In response to readings, members are also encouraged to produce their own poetry in creative writing group sessions, and this has improved their written and spoken communication skills. The STAR group facilitator reported that `the continual dialogue, increasing our understanding of each other's work, has led to [...] members seeing the reading group as a complementary "intermediate group" to the general conversation classes.' One member commented that `every single class has helped us understand more about how to write and speak.' Participants recommended bibliotherapy to other refugees who are struggling with English [B]. By improving English literacy skills, participants were in an improved position to complete job applications and seek employment. At the same time, these poems have helped to raise public awareness of the ill treatment of asylum seekers. Members have performed their poetry at public events such as `Leeds: City of Sanctuary' (May 2011) and have published poems in journals such as Moving Worlds, the webpages of refugee organisations (e.g., and as part of a Refugee Week poster display.

ii) The imbedding of Durrant's model of bibliotherapy within partner institutions

  • SOLACE is convinced of the long-term benefits of bibliotherapy and has now adopted it as the primary form of group therapy at their counselling and advocacy centre [E]. This has in turn led refugees to view the organisation not just in terms of access to services but as a base for community. The Clinical Manager of SOLACE, who also acts as an advisor to similar organisations, now recommends the model as a `sustainable... effective [and] adaptable therapeutic practice [that] facilitates the building of connections and community in ways that our other groups and services do not.' Following a halving of SOLACE's funding in 2013, a decision was made to maintain the bibliotherapy group by entering into partnership with RETAS, a refugee education, training and advice centre [E].
  • STAR National Executive received a detailed report from Leeds STAR leader recommending the formation of new groups across the UK [B].
  • A consultant working for the ECSEDC in South Africa used Durrant's bibliotherapy to recover the empathetic capacity of development professionals dealing with a legacy of trauma. The group functions both as `a site of empathetic identification between colleagues' and as `a dialectical engagement with the socio-historical context that they must address in the work that they do' [D].
  • In May 2013 Durrant demonstrated his bibliotherapy at the National School for Child and Adolescent Therapy to an audience of 50 people, of whom the majority were practising clinicians. In feedback 86% found the lecture interesting/inspiring for their work and 36% stated that it would influence their clinical/professional practice. The event coordinator observed that, while bibliotherapy was new to most attendees, the presentation convinced them of it as an effective form of treatment [G].
  • After witnessing the success of the SOLACE group, the Streatham Drop-In Centre for Asylum Seekers and Refugees applied for funding to start a group [H].
  • A presentation by Durrant as part of Refugee Week 2013 led to the Leeds City of Sanctuary Movement to consider bibliotherapy to help schools attain the `School of Sanctuary Award' (award for promoting positive attitudes towards people seeking sanctuary) [I].

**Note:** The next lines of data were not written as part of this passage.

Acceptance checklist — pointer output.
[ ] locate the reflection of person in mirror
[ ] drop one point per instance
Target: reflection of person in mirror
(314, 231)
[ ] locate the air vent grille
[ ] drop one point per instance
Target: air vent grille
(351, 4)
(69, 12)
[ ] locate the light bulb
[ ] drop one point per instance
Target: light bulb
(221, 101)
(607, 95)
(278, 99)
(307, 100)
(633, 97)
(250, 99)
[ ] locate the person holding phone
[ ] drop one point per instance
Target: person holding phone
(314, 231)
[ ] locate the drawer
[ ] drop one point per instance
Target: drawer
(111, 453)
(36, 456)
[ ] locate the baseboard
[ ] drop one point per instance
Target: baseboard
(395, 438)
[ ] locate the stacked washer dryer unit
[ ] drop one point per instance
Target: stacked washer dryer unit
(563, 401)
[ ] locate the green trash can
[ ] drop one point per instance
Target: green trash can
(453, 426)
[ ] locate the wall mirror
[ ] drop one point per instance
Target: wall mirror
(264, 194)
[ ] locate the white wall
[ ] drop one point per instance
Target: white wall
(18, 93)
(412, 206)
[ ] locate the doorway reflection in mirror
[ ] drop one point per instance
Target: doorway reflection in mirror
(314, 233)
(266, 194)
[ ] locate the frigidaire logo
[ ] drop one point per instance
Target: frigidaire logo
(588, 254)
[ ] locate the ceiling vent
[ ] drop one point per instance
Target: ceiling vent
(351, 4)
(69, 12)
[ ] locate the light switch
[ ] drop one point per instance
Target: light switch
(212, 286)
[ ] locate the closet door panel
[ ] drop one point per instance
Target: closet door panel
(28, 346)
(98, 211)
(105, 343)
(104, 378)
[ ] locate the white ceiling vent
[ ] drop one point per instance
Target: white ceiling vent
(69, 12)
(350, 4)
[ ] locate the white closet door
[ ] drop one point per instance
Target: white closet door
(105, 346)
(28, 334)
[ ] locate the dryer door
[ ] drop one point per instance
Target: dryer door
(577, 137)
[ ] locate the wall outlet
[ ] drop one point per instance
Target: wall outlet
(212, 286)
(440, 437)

Sources to corroborate the impact

*Copies of all transcripts, reports and materials available on request

A] Annual questionnaires completed by refugees in the SOLACE and STAR groups, July 2011, 2012 and 2013.

B] Report on Student Action for Refugees group, submitted to the National Executive, July 2013.

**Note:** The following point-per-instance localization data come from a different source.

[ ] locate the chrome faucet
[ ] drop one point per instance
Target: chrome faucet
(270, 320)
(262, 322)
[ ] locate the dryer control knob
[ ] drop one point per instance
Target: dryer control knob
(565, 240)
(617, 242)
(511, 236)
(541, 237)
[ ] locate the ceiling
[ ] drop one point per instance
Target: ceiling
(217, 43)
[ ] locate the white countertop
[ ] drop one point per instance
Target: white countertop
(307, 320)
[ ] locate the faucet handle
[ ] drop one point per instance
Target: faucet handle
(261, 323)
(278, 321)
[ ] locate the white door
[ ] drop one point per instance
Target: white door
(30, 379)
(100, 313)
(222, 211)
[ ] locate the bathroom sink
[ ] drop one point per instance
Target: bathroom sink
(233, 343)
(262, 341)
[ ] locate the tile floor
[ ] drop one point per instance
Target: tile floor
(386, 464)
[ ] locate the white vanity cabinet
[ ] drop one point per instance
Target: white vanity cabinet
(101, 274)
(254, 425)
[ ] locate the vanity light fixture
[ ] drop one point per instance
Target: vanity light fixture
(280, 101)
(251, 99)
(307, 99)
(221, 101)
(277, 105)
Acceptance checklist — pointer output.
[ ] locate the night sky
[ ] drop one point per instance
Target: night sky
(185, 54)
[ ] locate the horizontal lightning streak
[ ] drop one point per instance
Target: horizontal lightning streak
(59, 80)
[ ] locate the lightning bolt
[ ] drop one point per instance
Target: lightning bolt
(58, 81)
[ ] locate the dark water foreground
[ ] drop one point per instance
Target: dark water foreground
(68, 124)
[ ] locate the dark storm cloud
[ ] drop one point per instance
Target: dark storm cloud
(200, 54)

C] Report from Bradford Libraries, July 2013.

D] Report from Eastern Cape Socio-Economic Development Council Consultant, July 2013.

E] Transcript of interviews with Clinical Manager of SOLACE, November 2012 and July 2013.

F] Feedback questionnaires from NSCAP lecture audience members, March 2013.

G] Transcript of interview with lecture respondent and Programme Manager, Foundation Course in Psychodynamic Psychotherapy and Inter-Cultural Psychodynamic Therapy, NSCAP, July 2013.

H] Report from Chair of the Streatham Drop-In Centre for Asylum Seekers and Refugees, July 2013.

I] Report from Leeds Schools of Sanctuary Coordinator, July 2013.